The third indicator is important theoretical variables that are not significant. There are two main reasons why an important theoretical variable might not be significant: Either the theory is wrong or there is multicollinearity.8 If you are confident that the theory is correct, then the cause is most likely that another variable is robbing the theoretically important variable of its explanatory ability—in other words, multicollinearity.

The fourth indicator is coefficients that do not make sense theoretically. In the sales forecast example, the theory says that increasing advertising spending should increase sales, so we would expect a positive slope coefficient for advertising spending. If that does not happen, then either the theory is wrong or, once again, multicollinearity is causing another variable to rob the theoretically important variable of its explanatory ability and therefore, in the process, altering its coefficient.

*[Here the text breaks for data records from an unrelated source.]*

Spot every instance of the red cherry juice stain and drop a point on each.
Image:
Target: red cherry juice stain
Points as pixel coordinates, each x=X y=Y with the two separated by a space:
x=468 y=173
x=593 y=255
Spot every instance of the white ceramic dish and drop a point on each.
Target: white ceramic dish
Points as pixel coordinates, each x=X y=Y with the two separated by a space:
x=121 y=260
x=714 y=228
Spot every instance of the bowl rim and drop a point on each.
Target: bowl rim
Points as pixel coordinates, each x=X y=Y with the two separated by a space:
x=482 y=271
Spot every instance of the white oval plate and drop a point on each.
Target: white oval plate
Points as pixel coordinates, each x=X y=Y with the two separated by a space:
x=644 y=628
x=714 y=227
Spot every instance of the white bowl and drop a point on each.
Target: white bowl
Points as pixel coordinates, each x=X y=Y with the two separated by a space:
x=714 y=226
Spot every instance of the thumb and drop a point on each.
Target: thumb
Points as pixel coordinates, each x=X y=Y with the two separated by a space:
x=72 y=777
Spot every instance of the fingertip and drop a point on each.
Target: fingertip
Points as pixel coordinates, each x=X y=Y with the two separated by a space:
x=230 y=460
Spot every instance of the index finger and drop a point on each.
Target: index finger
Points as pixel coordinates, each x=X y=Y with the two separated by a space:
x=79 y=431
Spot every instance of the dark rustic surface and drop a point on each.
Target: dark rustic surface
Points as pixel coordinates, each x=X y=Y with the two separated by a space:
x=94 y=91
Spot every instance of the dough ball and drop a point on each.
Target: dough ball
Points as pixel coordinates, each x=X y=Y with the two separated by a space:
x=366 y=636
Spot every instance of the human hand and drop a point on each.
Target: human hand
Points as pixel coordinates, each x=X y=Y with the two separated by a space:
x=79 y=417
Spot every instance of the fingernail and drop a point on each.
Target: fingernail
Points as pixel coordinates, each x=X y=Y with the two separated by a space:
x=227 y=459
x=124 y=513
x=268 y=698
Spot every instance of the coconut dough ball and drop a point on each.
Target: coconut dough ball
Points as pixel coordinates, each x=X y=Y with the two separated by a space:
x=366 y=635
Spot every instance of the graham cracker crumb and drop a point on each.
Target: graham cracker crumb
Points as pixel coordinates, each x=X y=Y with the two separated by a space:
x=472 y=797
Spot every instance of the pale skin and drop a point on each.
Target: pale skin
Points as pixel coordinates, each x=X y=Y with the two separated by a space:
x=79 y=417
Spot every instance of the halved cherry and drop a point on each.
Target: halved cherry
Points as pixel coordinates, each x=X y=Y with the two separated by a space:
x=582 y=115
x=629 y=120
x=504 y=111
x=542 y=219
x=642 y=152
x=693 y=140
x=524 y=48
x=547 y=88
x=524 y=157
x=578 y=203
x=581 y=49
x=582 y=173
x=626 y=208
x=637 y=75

Note that it is rarely possible to evaluate coefficients theoretically beyond their signs. This is because the magnitudes of the coefficients are determined by the units of the independent variable, the units of the dependent variable, and if multicollinearity is present, the units of the collinear variables. Change any of these units and the coefficient changes. That is, measure sales in thousands of dollars rather than dollars or advertising spending in minutes of television time instead of dollars and the advertising spending coefficient changes. However, regardless of the units, the sign of the slope coefficient should behave according to theory.

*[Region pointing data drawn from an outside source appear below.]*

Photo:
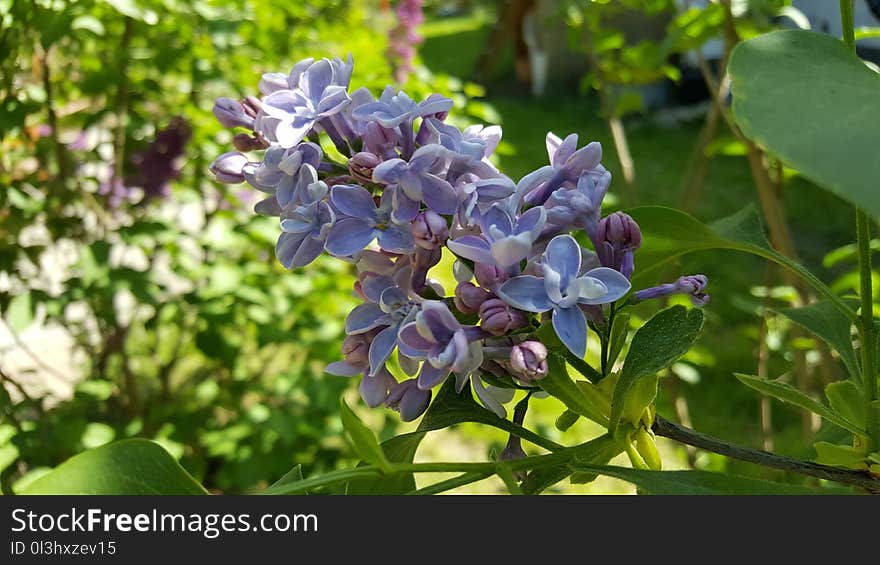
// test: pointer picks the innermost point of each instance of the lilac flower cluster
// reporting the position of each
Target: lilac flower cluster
(402, 186)
(403, 38)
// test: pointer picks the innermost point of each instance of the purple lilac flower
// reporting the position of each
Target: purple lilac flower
(360, 221)
(505, 241)
(306, 228)
(408, 399)
(418, 181)
(445, 345)
(528, 360)
(287, 173)
(567, 165)
(617, 237)
(562, 290)
(315, 93)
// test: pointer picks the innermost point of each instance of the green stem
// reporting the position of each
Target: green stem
(454, 482)
(867, 330)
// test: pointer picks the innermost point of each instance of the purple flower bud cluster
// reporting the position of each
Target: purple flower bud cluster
(402, 188)
(403, 38)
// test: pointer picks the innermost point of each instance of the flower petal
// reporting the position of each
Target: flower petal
(348, 236)
(430, 376)
(396, 239)
(526, 292)
(365, 317)
(353, 200)
(616, 283)
(563, 255)
(571, 328)
(438, 194)
(410, 339)
(381, 347)
(472, 247)
(343, 369)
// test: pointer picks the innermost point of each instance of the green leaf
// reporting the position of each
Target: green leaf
(20, 312)
(823, 319)
(447, 409)
(791, 395)
(559, 384)
(809, 100)
(848, 400)
(365, 442)
(619, 332)
(697, 482)
(600, 450)
(289, 478)
(566, 420)
(669, 234)
(664, 338)
(132, 466)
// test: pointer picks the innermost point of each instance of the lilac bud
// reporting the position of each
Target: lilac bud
(489, 276)
(693, 285)
(374, 389)
(498, 318)
(361, 166)
(408, 399)
(231, 114)
(248, 142)
(356, 348)
(469, 297)
(621, 231)
(228, 168)
(251, 106)
(528, 360)
(429, 230)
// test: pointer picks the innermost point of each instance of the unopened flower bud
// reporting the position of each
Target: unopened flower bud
(356, 348)
(497, 317)
(229, 167)
(248, 142)
(251, 106)
(528, 360)
(408, 399)
(621, 231)
(361, 166)
(429, 230)
(469, 297)
(489, 276)
(374, 389)
(695, 287)
(231, 114)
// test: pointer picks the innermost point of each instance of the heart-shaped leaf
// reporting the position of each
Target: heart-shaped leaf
(809, 100)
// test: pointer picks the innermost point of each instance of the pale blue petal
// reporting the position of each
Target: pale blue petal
(439, 195)
(571, 329)
(365, 317)
(563, 255)
(381, 347)
(397, 239)
(353, 200)
(617, 284)
(525, 293)
(431, 376)
(348, 236)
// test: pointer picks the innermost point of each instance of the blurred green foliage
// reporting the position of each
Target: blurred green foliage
(193, 334)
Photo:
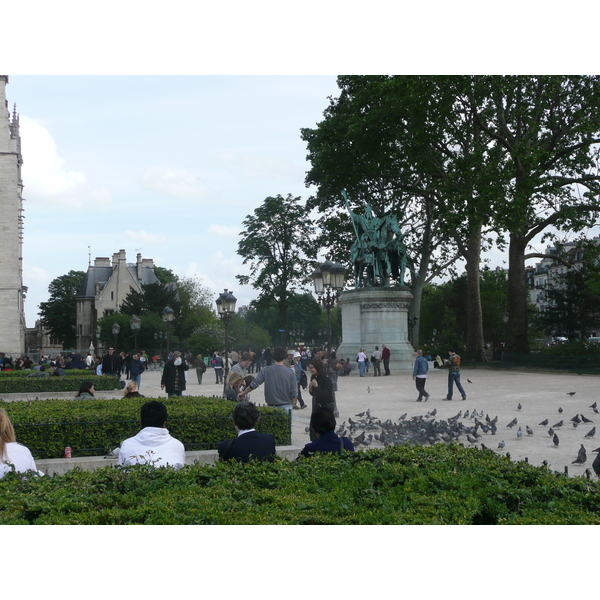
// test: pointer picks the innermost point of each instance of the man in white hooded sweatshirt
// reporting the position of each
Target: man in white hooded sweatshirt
(153, 444)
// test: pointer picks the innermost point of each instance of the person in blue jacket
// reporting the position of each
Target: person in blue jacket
(322, 422)
(420, 375)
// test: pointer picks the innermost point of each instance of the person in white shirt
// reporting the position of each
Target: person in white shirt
(153, 445)
(13, 455)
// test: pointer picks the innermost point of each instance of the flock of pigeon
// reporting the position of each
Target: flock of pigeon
(425, 429)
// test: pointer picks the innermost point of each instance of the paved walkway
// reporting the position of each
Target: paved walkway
(493, 392)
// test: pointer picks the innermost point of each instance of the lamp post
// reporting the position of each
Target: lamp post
(115, 329)
(225, 308)
(412, 321)
(328, 279)
(168, 318)
(135, 323)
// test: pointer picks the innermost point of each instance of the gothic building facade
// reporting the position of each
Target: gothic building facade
(12, 291)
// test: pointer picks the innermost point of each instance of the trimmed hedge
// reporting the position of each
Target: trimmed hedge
(443, 484)
(19, 383)
(95, 427)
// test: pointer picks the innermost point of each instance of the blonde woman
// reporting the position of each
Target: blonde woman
(13, 454)
(234, 382)
(131, 391)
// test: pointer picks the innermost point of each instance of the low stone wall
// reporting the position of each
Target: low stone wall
(59, 466)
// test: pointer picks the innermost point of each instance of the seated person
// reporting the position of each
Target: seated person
(131, 391)
(249, 443)
(347, 367)
(153, 445)
(86, 391)
(13, 455)
(234, 382)
(322, 422)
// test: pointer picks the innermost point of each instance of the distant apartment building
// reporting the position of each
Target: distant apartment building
(104, 288)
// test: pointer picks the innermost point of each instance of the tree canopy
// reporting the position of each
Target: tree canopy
(277, 243)
(58, 314)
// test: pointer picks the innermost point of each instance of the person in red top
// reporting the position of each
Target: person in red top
(385, 357)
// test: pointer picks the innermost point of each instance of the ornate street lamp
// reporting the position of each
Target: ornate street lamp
(115, 329)
(225, 308)
(168, 318)
(328, 279)
(135, 323)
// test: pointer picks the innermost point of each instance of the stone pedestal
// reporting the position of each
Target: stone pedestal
(373, 317)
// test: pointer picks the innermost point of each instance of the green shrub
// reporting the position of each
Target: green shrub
(396, 485)
(94, 427)
(21, 384)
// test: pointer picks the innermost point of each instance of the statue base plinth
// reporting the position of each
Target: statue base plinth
(373, 317)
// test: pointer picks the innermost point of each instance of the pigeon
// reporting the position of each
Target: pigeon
(581, 456)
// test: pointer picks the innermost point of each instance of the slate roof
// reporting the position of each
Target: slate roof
(103, 274)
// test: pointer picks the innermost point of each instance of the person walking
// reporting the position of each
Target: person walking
(385, 357)
(361, 357)
(136, 368)
(376, 360)
(200, 368)
(453, 364)
(420, 375)
(173, 377)
(281, 386)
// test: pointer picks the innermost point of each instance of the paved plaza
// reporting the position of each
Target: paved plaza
(495, 392)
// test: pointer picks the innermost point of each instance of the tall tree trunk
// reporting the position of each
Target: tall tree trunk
(475, 343)
(517, 342)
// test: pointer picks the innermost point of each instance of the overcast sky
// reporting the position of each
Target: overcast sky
(166, 166)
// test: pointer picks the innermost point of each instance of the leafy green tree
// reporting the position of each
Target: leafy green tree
(548, 128)
(59, 314)
(277, 243)
(423, 161)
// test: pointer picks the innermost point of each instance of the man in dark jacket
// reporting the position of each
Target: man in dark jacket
(249, 443)
(173, 378)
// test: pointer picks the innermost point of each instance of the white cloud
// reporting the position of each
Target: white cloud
(44, 171)
(35, 273)
(145, 238)
(253, 167)
(179, 183)
(223, 231)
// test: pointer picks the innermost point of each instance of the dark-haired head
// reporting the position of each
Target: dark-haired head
(322, 420)
(279, 354)
(317, 363)
(245, 415)
(153, 414)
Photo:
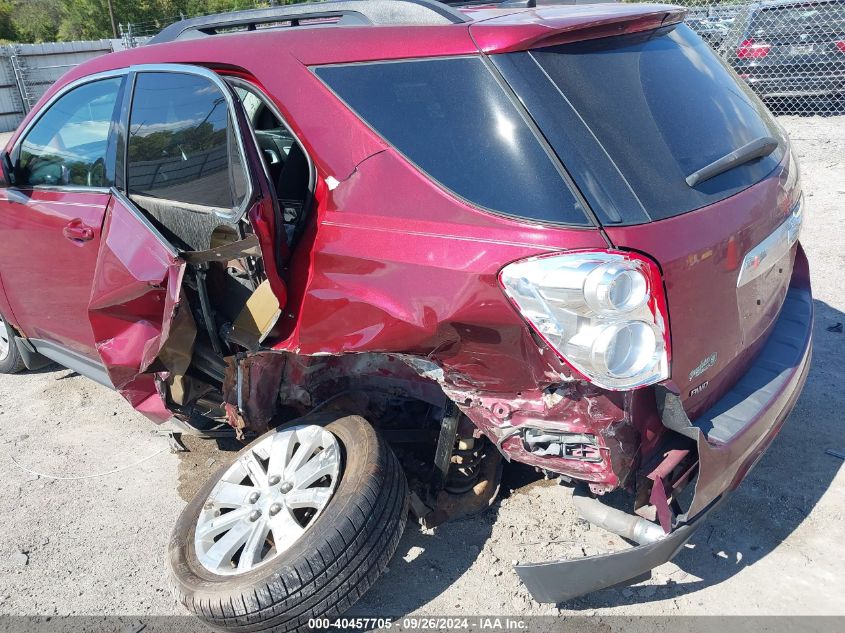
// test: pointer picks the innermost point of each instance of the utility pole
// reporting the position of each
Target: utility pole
(111, 17)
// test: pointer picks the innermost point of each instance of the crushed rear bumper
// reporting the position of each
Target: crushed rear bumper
(731, 437)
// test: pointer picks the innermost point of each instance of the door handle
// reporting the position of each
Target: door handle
(77, 231)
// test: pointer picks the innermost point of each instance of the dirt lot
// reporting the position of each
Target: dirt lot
(97, 545)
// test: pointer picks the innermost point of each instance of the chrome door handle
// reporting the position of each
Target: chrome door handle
(76, 231)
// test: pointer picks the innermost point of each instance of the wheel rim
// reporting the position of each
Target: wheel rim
(5, 344)
(267, 499)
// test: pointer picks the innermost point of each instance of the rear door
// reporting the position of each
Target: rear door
(51, 219)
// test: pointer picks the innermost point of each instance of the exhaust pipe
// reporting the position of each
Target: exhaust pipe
(629, 526)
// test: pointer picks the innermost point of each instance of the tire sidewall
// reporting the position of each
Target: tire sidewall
(357, 440)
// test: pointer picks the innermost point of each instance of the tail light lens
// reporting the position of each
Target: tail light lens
(749, 49)
(603, 312)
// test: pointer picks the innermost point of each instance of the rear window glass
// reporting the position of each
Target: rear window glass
(182, 144)
(452, 119)
(662, 105)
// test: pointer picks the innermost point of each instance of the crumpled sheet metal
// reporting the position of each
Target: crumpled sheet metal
(260, 375)
(571, 407)
(135, 298)
(418, 276)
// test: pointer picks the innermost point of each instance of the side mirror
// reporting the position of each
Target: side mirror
(8, 169)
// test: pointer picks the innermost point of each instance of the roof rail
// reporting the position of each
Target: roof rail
(347, 12)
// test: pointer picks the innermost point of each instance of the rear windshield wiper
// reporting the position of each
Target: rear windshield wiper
(758, 148)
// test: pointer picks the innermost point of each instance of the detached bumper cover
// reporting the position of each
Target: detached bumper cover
(731, 437)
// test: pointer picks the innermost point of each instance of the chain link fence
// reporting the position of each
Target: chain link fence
(791, 52)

The fifth indicator is when you notice that dropping a variable causes dramatic shifts in the remaining coefficients. If there is no multicollinearity, then the explanatory power of a variable does not change as other variables come and go. We saw this in the previous example artificially created without multicollinearity. Therefore, when coefficients shift as other variables come and go, it is an indicator of multicollinearity. Thus we see that the greater the shift, the larger the multicollinearity. As discussed previously, the biggest concern is when the coefficients change signs or when values change by an order of magnitude.

The sixth indicator is when you notice that dropping a nonoutlier observation causes dramatic shifts in the coefficients. Although rarely used in practice, dropping a single observation that is not an outlier should not cause much of a shift in the coefficients. When it does, that is a sign of multicollinearity. Of course, this is also a sign that the observation is possibly an outlier so you must be careful in its use. One of the reasons this is not used much in practice is that it is the least likely of all the approaches to generate an observable effect, plus researchers rarely wish to drop useful data.

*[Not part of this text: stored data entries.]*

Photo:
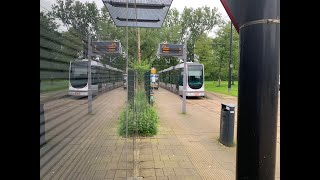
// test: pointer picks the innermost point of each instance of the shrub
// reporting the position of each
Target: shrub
(142, 118)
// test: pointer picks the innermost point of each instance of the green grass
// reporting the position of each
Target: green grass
(143, 120)
(55, 85)
(212, 86)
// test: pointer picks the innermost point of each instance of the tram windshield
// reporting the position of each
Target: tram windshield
(195, 76)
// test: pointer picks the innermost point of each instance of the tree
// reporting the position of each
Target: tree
(198, 21)
(83, 18)
(221, 46)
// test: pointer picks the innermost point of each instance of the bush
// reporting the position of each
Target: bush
(142, 118)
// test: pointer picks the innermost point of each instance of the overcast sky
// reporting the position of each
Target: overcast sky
(178, 4)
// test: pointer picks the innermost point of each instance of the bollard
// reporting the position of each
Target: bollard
(42, 127)
(227, 124)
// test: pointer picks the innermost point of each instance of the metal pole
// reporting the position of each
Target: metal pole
(230, 62)
(184, 76)
(258, 91)
(89, 76)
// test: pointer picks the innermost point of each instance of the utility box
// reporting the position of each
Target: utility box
(227, 124)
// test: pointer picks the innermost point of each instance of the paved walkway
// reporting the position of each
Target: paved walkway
(82, 146)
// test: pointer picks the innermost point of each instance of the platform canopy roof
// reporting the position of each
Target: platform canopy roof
(140, 13)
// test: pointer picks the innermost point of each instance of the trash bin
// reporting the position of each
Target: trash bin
(227, 124)
(42, 127)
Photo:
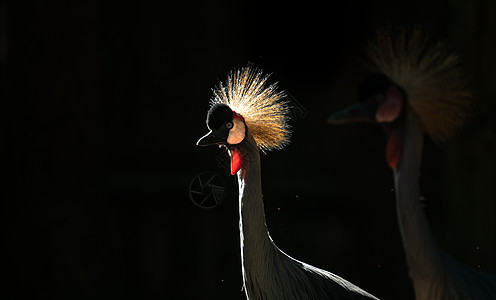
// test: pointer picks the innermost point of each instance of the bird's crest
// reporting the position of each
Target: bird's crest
(264, 108)
(429, 75)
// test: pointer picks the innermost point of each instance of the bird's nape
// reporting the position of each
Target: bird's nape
(213, 137)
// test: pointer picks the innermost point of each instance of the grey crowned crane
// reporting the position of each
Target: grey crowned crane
(247, 116)
(416, 87)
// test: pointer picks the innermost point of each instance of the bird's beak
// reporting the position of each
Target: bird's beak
(359, 112)
(212, 138)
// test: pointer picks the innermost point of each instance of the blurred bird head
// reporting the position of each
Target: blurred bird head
(409, 74)
(244, 106)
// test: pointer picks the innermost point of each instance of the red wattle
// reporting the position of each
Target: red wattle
(393, 149)
(235, 160)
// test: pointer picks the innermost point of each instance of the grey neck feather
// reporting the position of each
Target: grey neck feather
(435, 274)
(422, 252)
(268, 273)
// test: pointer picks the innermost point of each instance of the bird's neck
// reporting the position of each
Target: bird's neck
(422, 251)
(257, 248)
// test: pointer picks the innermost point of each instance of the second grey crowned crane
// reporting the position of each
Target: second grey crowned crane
(416, 87)
(247, 117)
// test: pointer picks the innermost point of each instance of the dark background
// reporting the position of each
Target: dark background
(101, 106)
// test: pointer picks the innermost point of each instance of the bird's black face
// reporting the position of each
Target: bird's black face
(220, 122)
(379, 100)
(226, 128)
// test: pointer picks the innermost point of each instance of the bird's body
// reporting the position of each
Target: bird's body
(268, 273)
(417, 88)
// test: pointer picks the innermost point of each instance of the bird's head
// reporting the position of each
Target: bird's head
(246, 106)
(410, 76)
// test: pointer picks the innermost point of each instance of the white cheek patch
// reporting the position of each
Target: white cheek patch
(237, 133)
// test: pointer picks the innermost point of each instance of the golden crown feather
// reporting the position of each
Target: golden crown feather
(263, 107)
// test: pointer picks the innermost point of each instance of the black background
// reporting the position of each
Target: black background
(101, 108)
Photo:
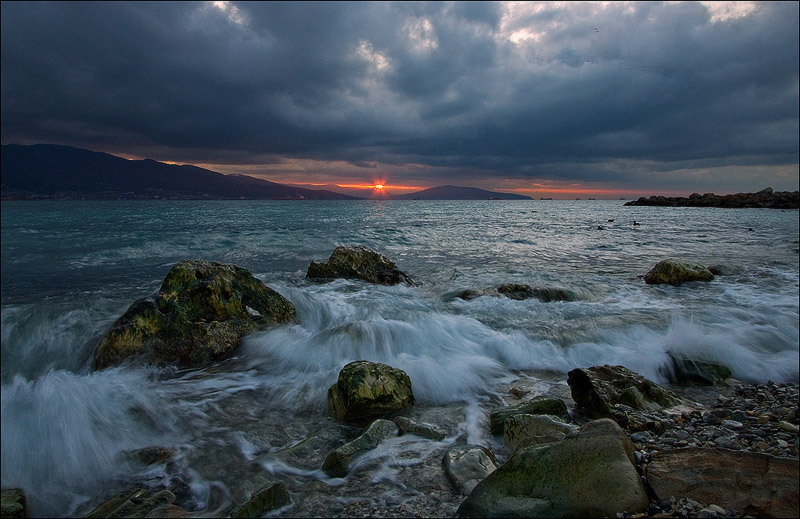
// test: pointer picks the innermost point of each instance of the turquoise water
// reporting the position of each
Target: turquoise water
(69, 269)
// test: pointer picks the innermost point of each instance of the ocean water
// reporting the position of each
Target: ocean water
(69, 269)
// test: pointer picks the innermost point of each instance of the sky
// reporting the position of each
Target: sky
(556, 99)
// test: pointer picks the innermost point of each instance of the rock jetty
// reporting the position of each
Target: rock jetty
(197, 317)
(766, 198)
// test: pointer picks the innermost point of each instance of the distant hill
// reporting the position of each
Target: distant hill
(458, 193)
(52, 171)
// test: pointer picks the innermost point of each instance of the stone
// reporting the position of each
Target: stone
(339, 462)
(358, 262)
(598, 388)
(425, 430)
(467, 465)
(365, 389)
(537, 405)
(13, 503)
(751, 483)
(197, 317)
(524, 430)
(686, 370)
(675, 272)
(590, 474)
(262, 501)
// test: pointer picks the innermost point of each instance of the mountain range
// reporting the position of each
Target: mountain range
(49, 171)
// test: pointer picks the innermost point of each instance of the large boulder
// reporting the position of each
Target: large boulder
(467, 465)
(537, 405)
(339, 462)
(366, 389)
(751, 483)
(599, 388)
(358, 262)
(675, 272)
(197, 317)
(590, 474)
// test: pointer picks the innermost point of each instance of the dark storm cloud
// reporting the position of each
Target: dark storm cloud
(526, 89)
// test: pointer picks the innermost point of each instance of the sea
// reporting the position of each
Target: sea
(71, 268)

Treating Multicollinearity

When multicollinearity is present, any or all of the following can be used to treat it.

Fix the sampling plan. It goes without saying that when the multicollinearity was introduced by a poor approach to gathering the data, new data should be collected using a better sampling plan. It is much better to work with good data than it is to try to fix bad data.

Transform the collinear variables. Multicollinearity is a linear correlation between two (or more) variables. Transforming one or more of these variables in a nonlinear fashion can reduce or eliminate the multicollinearity. Nonlinear transformations include taking the log, squaring, and taking the square root. Multiplying by a number or adding a number are both linear transformations and will not change multicollinearity.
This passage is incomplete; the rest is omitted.